Quando o jornalismo é um desserviço

Hoje, 04/06/2018, dois grandes veículos de comunicação deram exemplos de como não fazer jornalismo no Brasil – ou, a depender do caráter do observador, exemplos de como fazer jornalismo tendencioso.

O primeiro caso é uma matéria do jornal O Globo cujo título é “Entre impeachment e sentença de Lula, PT perdeu filiados“. Quem ler apenas a manchete, coisa que muito acontece nos dias de hoje, em que boa parte dos leitores não lê o conteúdo, ficará com a ideia de que o número de filiados do Partido dos Trabalhadores diminuiu nos últimos tempos. E isso não é verdade. O que realmente aconteceu, e a matéria até explica, ainda que faça uma série de contorcionismos, é que o número de filiados do PT aumentou nos últimos meses. Ou seja: mesmo após a derrubada de Dilma e a prisão de Lula.

O segundo caso vem da BBC Brasil, com uma matéria cujo título é “Minha Casa, Minha Vida piorou cidades e alimentou especulação imobiliária, diz ex-secretária do governo Lula“. Do jeito que está colocada, a manchete também dá, ao leitor de manchetes, a impressão errada, como se o programa por si só fosse responsável pela piora das cidades e pela especulação imobiliária.

Mas o que a matéria, que é muito boa, realmente diz, é que, basicamente, empreiteiras, imobiliárias e administrações municipais desvirtuaram o programa Minha Casa, Minha Vida, construindo moradias muito distantes dos centros, o que dificulta a vida das pessoas que lá moram. Se isso foi feito com a anuência ou sob protestos do governo federal, não se sabe, pois não há essa informação. Mas chama a atenção o fato de a manchete induzir a uma ideia que não corresponde ao que o conteúdo apresenta.

Se o noticiário é, como escreve o filósofo Alain de Botton, “o mais influente meio de educar as populações”, ele tem uma grande responsabilidade não apenas com a verdade, mas também em como chama a atenção para essa verdade. De nada adianta, principalmente numa época como a nossa, repleta de notícias falsas e de pessoas que se informam apenas pelas manchetes, fazer uma matéria esclarecedora – como é o caso citado da BBC – com um título tendencioso. E adianta menos ainda tentar nublar a verdade, como faz a citada matéria de O Globo.

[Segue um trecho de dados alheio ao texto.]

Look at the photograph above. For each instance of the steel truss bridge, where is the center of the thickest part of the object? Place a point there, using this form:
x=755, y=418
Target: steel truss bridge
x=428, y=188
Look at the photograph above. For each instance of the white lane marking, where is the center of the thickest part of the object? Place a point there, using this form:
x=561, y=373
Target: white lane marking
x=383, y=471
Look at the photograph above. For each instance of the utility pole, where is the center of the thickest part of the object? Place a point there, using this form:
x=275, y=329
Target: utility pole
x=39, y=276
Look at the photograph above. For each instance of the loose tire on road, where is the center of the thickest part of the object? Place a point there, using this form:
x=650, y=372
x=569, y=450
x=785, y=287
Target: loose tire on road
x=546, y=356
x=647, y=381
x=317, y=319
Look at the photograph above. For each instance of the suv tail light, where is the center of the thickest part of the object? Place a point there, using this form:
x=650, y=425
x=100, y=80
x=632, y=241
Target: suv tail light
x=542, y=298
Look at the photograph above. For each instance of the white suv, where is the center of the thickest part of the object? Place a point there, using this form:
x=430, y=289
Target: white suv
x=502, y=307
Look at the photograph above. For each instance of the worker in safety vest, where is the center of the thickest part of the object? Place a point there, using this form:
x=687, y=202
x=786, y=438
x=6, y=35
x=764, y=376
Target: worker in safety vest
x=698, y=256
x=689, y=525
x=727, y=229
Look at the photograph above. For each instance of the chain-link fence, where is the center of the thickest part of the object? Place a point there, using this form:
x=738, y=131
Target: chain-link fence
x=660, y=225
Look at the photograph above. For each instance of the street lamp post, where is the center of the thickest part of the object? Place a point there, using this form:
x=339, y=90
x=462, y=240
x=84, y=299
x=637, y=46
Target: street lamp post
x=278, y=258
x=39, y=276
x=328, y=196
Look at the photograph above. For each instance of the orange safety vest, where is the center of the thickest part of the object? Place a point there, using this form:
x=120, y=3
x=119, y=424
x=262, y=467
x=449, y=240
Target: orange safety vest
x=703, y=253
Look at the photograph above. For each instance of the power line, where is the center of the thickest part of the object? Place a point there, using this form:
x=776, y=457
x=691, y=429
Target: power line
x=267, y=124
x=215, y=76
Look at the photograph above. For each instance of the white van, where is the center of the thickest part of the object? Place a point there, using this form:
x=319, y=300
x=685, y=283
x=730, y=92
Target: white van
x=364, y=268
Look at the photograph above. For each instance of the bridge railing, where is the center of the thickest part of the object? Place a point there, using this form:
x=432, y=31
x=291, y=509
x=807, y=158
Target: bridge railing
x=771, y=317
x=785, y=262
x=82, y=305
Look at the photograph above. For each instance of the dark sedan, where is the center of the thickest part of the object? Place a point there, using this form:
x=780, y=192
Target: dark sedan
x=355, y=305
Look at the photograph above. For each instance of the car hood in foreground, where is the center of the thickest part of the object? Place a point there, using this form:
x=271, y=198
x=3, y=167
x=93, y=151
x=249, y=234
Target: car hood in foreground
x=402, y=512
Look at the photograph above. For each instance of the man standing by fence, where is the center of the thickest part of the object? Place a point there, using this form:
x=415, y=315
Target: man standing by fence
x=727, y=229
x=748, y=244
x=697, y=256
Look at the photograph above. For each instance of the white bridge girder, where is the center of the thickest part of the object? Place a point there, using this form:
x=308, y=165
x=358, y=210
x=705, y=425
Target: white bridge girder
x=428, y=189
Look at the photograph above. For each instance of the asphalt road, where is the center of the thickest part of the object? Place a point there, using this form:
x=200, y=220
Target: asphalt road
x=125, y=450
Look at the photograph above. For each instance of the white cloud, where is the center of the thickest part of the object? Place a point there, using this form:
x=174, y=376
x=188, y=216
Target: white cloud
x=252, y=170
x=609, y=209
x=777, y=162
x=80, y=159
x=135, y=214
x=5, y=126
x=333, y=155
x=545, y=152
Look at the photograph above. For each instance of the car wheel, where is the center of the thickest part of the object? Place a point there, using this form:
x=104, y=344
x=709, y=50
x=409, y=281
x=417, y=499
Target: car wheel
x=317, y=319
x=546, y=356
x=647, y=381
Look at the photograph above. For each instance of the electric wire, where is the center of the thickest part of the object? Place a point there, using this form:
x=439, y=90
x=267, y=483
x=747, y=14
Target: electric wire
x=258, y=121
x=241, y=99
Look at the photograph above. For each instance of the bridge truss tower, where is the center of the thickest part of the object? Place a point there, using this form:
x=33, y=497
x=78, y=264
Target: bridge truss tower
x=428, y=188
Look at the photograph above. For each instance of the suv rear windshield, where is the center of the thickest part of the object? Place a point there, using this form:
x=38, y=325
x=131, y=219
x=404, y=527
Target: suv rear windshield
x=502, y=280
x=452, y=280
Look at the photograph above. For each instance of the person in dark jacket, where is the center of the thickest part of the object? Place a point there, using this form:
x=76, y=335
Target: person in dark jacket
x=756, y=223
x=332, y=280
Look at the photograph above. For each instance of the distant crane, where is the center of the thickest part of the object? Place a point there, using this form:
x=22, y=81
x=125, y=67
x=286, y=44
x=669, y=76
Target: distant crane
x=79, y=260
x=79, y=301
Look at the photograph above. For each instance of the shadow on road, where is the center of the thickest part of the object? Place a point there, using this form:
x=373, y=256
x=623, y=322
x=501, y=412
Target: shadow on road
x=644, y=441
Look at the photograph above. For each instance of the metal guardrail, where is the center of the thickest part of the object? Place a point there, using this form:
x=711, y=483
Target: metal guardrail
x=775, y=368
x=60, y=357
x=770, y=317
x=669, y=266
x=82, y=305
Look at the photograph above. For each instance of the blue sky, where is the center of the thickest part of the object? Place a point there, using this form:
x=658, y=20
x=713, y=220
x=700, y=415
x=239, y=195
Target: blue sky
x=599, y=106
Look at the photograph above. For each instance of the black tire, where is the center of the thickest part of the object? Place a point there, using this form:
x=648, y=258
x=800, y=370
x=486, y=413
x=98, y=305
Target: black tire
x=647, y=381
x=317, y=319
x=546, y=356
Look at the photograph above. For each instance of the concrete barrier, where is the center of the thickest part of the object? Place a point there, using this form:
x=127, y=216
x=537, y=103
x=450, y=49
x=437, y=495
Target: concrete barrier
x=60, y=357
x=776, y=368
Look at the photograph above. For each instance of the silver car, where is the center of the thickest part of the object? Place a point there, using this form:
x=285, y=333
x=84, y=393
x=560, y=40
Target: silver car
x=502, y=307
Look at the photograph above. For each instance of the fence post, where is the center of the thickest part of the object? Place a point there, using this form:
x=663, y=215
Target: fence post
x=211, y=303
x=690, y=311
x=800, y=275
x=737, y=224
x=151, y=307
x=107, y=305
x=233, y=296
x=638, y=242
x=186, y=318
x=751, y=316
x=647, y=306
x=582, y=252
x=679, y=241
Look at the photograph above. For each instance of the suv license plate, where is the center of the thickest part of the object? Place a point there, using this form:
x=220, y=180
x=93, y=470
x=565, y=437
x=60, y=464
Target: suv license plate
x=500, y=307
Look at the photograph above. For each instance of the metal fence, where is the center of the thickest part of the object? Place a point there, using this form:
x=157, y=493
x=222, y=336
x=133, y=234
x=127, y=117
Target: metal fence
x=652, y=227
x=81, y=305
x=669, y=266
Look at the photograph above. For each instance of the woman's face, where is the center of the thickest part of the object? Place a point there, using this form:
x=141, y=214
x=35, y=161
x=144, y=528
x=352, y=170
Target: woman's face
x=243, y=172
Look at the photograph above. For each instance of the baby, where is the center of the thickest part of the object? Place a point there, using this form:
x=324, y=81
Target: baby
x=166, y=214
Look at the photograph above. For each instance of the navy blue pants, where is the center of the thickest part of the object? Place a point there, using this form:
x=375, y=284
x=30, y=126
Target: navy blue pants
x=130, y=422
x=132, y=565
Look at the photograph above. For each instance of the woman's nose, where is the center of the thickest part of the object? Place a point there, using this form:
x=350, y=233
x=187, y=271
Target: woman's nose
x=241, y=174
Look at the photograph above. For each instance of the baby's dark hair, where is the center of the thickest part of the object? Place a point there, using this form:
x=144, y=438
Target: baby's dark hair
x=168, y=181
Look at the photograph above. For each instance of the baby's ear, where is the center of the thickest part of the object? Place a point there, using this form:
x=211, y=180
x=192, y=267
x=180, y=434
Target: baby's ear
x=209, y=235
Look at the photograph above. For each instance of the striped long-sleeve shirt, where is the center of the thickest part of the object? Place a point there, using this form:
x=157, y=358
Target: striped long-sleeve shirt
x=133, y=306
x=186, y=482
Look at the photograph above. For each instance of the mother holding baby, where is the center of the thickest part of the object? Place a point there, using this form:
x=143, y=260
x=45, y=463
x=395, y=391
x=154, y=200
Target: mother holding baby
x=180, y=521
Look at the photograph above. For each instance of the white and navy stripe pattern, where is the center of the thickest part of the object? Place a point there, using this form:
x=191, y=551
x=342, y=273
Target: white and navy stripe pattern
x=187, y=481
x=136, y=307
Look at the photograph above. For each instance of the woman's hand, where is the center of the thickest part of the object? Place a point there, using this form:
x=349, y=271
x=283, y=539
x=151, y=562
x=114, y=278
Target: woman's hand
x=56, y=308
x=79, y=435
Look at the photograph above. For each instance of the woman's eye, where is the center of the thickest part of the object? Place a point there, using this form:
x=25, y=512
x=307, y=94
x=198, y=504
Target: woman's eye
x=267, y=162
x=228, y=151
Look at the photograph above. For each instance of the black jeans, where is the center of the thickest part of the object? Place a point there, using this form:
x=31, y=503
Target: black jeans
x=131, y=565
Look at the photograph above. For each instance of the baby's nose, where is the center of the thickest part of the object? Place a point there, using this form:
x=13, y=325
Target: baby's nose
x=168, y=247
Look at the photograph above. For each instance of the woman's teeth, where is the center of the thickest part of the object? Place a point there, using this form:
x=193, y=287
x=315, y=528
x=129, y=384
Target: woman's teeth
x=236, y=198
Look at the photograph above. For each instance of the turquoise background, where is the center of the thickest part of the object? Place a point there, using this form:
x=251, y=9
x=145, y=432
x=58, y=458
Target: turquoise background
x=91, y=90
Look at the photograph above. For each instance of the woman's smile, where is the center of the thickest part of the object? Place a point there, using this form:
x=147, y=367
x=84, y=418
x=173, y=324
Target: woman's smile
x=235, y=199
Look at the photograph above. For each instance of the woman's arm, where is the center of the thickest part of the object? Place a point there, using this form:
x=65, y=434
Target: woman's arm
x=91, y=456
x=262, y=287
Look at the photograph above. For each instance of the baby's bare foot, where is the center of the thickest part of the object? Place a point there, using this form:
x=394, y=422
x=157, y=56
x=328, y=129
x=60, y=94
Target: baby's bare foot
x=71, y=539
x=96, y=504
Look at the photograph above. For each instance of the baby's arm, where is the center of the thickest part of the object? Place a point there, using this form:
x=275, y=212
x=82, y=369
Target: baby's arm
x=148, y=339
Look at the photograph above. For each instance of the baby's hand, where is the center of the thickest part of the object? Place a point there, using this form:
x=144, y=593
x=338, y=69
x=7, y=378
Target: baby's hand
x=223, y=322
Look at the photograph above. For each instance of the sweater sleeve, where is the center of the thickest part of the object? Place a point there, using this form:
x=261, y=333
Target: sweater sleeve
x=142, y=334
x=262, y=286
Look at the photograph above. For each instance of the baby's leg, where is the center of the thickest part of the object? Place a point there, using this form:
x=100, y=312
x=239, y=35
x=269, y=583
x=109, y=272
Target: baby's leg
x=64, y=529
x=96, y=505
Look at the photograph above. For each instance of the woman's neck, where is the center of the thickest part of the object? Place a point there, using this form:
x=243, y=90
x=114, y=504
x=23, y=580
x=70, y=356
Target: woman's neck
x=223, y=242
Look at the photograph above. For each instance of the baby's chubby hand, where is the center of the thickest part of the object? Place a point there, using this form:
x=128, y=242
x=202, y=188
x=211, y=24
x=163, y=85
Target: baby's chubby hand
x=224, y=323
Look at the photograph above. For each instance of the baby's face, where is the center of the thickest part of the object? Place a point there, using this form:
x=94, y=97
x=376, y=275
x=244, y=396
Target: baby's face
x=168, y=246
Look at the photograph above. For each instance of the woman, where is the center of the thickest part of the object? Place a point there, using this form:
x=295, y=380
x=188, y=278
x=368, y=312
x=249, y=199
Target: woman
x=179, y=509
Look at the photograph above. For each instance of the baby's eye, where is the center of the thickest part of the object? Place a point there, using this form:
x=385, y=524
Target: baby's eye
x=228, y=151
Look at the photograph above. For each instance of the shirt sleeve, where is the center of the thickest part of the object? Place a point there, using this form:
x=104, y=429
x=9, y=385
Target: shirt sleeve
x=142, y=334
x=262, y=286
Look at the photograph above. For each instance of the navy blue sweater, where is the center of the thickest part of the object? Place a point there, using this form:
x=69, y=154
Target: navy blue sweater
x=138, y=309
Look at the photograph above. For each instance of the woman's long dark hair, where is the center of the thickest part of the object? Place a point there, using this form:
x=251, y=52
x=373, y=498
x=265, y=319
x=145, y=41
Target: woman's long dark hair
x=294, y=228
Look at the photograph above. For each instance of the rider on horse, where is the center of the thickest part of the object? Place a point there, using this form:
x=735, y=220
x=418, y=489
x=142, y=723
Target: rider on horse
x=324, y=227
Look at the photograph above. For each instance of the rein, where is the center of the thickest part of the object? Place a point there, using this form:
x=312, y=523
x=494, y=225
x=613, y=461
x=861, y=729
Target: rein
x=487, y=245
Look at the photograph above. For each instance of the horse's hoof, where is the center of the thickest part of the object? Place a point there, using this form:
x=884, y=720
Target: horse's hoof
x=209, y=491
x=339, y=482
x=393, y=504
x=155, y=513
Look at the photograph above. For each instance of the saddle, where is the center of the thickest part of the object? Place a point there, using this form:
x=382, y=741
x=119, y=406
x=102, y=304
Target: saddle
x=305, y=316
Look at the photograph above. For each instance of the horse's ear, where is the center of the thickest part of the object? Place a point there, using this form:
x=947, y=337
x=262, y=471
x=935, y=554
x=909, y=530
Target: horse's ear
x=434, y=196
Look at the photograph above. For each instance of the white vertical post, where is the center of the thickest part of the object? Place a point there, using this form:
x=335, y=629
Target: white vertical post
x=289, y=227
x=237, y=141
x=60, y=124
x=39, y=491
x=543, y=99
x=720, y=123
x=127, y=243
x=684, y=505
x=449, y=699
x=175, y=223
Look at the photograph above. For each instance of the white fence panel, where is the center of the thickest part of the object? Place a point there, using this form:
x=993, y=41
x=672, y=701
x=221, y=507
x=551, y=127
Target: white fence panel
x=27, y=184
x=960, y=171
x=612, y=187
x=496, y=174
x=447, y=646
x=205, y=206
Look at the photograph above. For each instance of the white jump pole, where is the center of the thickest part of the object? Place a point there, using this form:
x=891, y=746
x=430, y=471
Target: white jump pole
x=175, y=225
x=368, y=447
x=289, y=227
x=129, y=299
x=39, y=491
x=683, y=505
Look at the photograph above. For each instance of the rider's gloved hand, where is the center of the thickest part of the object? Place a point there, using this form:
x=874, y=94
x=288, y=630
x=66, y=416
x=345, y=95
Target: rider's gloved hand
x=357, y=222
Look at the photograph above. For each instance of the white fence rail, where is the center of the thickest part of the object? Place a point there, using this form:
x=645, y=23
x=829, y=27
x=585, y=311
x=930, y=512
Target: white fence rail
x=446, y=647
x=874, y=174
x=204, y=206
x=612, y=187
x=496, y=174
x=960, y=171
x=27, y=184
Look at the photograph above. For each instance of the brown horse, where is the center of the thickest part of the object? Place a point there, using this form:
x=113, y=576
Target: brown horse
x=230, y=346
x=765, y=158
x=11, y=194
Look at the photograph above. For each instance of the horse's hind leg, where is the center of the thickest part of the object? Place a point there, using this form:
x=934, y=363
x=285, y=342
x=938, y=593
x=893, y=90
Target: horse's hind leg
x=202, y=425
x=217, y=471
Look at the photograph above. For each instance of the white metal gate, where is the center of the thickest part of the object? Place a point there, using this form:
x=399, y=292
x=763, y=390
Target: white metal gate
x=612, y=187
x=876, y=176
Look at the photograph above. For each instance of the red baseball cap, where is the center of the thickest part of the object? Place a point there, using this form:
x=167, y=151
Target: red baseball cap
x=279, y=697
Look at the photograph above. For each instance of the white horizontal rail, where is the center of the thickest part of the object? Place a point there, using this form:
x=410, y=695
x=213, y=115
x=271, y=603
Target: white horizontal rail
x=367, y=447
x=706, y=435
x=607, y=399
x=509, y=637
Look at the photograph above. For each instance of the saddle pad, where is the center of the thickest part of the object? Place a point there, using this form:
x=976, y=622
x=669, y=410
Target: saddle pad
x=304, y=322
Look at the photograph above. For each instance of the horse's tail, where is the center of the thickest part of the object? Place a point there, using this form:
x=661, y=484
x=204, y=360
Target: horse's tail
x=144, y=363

Infelizmente, não há perspectiva de que esse tipo de coisa vá deixar de acontecer. Pelo contrário: a tendência é que isso se intensifique, principalmente quando sabemos que existe, em boa parte da grande imprensa brasileira – e até em boa parte da pequena imprensa também -, uma tendência a espetacularizar manchetes quando elas envolvem pessoas e/ou partidos de esquerda ou centro-esquerda.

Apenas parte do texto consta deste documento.